CHICAGO (Reuters) - U.S. grain merchant Bunge Ltd (BG.N) beefed up its food ingredients business on Tuesday with a deal for two corn flour mills, after rival Archer Daniels Midland Co (ADM.N) proposed a takeover of Bunge that would consolidate the agribusiness sector.
Bunge acquired the mills in Iowa and Texas through a deal for Minsa Corp, the U.S. unit of Mexican corn miller Grupo Minsa SAB de CV (MINSAB.MX) that Bunge said was valued at $75 million.
The purchase is “an important strategic step” for Bunge’s food and ingredients unit and will make the company a leading U.S. producer of corn flour used to make tortillas, Todd Bastean, president of Bunge North America, said in a statement.
Bunge and other agricultural traders, including ADM and Cargill [CARG.UL], have been trying to diversify into higher-margin sectors, such as food ingredients and aquaculture, in the face of a global grains glut that has squeezed margins, reduced volatility and kept corn and soybean prices languishing for years.
Mergers in the agribusiness sector are seen as another potential remedy for the oversupply of grains.
In addition to ADM’s proposed takeover of Bunge, Glencore last year sought a tie-up with Bunge in what was viewed as a start of a wave of mergers and acquisitions in the grain industry.
Bunge rebuffed Glencore’s approach, and a standstill agreement prevents Glencore from making a new offer until next month, a source said this month. Bunge has declined to comment on ADM’s approach.
ADM owns some of the largest corn mills in the world in the United States. If the company acquires Bunge, it will likely need to sell U.S. grain and processing facilities to win regulatory approval because of business overlaps.
It was not immediately clear how Bunge’s latest acquisitions could affect potential divestments. Bunge named Cargill, but not ADM, among its major competitors in North American corn milling in an annual report filed with the U.S. Securities and Exchange Commission last year.

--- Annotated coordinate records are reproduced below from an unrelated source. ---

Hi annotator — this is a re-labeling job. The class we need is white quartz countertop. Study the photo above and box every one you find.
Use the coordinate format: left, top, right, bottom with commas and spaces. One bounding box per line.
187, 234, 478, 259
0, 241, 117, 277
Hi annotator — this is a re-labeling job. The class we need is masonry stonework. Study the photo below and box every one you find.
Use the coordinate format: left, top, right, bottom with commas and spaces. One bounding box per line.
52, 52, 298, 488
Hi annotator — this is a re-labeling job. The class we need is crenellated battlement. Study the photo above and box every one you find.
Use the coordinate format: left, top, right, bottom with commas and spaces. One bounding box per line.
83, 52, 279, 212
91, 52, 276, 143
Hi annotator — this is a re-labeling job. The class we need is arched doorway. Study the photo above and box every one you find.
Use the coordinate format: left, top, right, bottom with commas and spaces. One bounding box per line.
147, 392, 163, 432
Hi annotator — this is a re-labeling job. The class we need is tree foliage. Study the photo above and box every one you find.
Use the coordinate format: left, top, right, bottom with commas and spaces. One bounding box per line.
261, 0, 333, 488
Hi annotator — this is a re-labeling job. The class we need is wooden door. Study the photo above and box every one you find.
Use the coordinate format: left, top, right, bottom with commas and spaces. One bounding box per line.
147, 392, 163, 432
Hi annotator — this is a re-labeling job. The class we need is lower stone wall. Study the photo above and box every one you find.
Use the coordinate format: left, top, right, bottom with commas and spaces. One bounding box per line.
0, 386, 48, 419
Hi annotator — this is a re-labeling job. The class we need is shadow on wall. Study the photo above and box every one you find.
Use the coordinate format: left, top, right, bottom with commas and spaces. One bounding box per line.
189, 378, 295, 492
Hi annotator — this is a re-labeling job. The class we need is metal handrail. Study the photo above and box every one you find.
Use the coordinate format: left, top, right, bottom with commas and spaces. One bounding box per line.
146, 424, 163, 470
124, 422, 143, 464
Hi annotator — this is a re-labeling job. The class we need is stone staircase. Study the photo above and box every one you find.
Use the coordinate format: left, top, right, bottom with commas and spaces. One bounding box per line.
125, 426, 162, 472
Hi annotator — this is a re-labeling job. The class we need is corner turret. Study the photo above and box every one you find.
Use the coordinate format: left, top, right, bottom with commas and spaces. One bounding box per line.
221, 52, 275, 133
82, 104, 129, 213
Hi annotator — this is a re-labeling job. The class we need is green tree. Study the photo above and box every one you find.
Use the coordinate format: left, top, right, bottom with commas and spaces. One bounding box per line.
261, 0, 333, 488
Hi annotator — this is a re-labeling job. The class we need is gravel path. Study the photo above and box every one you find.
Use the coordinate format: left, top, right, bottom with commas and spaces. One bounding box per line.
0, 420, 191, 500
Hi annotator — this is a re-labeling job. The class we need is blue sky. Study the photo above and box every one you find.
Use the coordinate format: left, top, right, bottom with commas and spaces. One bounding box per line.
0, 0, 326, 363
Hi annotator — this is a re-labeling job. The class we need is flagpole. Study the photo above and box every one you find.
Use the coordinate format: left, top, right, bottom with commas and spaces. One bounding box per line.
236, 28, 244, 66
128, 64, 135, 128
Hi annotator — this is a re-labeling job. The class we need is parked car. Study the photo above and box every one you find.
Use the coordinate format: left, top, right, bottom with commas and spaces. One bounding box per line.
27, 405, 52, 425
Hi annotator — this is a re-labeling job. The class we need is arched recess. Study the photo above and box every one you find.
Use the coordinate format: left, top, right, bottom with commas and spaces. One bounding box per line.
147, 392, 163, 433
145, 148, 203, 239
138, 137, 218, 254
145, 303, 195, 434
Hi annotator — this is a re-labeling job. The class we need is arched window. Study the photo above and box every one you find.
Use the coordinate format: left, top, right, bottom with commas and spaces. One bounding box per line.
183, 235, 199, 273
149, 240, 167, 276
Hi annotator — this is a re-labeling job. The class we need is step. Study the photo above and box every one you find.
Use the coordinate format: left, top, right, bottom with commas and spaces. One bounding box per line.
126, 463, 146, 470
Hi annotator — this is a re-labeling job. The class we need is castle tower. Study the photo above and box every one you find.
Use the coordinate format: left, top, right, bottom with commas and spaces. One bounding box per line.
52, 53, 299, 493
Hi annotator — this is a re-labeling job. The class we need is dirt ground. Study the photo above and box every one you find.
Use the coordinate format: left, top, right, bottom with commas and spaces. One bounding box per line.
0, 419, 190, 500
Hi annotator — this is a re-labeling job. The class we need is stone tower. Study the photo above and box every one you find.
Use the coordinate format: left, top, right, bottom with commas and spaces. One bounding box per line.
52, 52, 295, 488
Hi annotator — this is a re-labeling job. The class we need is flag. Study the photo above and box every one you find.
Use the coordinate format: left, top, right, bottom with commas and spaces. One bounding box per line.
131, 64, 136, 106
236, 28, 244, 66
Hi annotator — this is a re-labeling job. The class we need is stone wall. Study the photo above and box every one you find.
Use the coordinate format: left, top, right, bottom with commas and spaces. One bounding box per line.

Bunge is focusing on its milling and oils businesses to expand in food and ingredients.
Bunge made the deal for Minsa’s U.S. mills after terminating an acquisition last year for a controlling stake in Grupo Minsa SAB de CV, which would have made Bunge the top grain miller in Mexico.
In September, Bunge bought a 70 percent stake in palm and tropical oils company IOI Loders Croklaan for nearly $1 billion. Industry experts said at the time that deal would make Bunge a tougher takeover target.